Gerardo se abrazó, arrugó el rostro y empezó a llorar, tapándose los ojos con una mano. Los otros comensales empezaban a voltear en su dirección, algunos cuchicheaban. Otros fingían que no oían nada.

Andrés le puso una mano en el hombro.

—Tranquilo, tranquilo. Respira.

Gerardo respiró a tragos profundos. Habló hacia el suelo, no a su interlocutor.

—¿Te acuerdas que llegamos al burdel borrachos, no?
—Sí.
—Yo ni siquiera elegí a mi caraja. Me quedé dormido en la cama.
—Entonces ¿cómo…?
—Escúchame, escúchame… me quedé dormido en la cama. Y ella entró en la habitación. Yo no la había pedido, pero entró. Me desperté y asumí que la había llamado, pero cuando la vi a los ojos, supe que no… que no estaba bien. tenía los ojos rojos.
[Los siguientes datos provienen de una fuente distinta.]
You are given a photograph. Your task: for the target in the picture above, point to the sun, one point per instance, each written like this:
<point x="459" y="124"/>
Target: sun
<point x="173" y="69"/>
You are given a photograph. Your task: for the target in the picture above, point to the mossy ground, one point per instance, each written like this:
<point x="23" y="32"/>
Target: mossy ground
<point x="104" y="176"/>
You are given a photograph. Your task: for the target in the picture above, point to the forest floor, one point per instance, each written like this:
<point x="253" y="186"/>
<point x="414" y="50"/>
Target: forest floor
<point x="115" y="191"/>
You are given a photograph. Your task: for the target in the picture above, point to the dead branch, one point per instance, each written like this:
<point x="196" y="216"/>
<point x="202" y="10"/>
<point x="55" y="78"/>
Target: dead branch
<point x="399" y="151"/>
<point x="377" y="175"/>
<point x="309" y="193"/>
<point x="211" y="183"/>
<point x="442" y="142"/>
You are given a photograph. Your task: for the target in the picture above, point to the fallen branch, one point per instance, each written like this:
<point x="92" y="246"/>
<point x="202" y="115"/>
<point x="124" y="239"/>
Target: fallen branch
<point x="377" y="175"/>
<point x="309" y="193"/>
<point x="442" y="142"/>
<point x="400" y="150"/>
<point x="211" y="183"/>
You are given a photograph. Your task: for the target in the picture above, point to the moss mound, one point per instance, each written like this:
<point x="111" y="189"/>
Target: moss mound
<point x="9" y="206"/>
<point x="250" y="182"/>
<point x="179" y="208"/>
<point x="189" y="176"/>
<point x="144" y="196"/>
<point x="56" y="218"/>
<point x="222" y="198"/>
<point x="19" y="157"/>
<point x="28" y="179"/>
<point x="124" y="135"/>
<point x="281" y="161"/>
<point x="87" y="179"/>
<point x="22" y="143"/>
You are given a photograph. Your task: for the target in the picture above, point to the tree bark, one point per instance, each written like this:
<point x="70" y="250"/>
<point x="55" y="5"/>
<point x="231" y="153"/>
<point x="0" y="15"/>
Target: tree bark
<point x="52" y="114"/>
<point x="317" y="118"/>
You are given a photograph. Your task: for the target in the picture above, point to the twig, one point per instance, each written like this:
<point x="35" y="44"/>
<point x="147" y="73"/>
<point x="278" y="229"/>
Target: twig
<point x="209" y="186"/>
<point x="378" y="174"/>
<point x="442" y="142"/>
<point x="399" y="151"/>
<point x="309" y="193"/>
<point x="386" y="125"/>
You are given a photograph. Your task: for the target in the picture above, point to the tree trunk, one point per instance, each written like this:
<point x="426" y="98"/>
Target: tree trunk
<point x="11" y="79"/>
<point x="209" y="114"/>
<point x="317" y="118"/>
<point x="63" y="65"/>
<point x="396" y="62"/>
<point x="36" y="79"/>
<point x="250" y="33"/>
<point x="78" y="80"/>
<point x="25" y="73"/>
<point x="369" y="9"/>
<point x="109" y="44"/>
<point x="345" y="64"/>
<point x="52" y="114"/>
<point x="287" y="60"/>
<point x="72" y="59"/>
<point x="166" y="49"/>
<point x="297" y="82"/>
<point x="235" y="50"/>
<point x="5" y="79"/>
Todo rojos, como dos globos de sangre espesa.

Andrés se llevó un puño a la boca. En efecto, Gerardo se había vuelto completamente loco.

—Abrió la boca —continuó— y… y lo vomitó. Lo vomitó.
—¿Qué vomitó?

Volvió a sacudir la cabeza.

—No puedo más —se dijo.

Qué bueno. Andrés había escuchado suficiente.
Pasaron la conversación con unos tragos de silencio, que Andrés sabía que su amigo necesitaba mucho más que él. Le invitó un poco de agua y Gerardo bebió.

—Ahora voy al baño, ¿ok? —dijo Andrés— Espérame aquí.

Realmente iba al mostrador a pedir el teléfono. Llamaría a la policía y les diría que no sólo estaba con el principal sospechoso de la masacre del hotel Hokkaido, sino que acababa de escuchar su confesión. Gerardo pidió que lo encerraran, pero perturbado como estaba, podía cambiar de opinión de golpe e irse corriendo si sabía que la policía venía en camino. Se puso de pie…

—Era como un bebé —dijo Gerardo, hablando entre sus manos, fijadas en su cara—. Pero no tenía piernas, sino como una cola. Era como un gusano. Y se arrastró. A… Me habló, me dijo en español, cubierto de una baba negra. Sabía a cebolla.

Gerardo tenía a su amigo sujeto por la muñeca, la misma presa firme de las águilas al capturar una presa.

—Nos fuimos a la habitación y ahí sucedió —dijo, esta vez mirándolo a los ojos. Las lágrimas le habían hecho surcos en la cara manchada de tierra. Se había puesto más sereno—. Yo no podía controlarlo, pero lo vi. Caí al suelo bocarriba. Me arqueó la espalda hacia abajo y me puse de pie. Caminó de espaldas con mi cuerpo, con la cabeza hacia el suelo. Y los mató, con los dedos y con las uñas y con los dientes.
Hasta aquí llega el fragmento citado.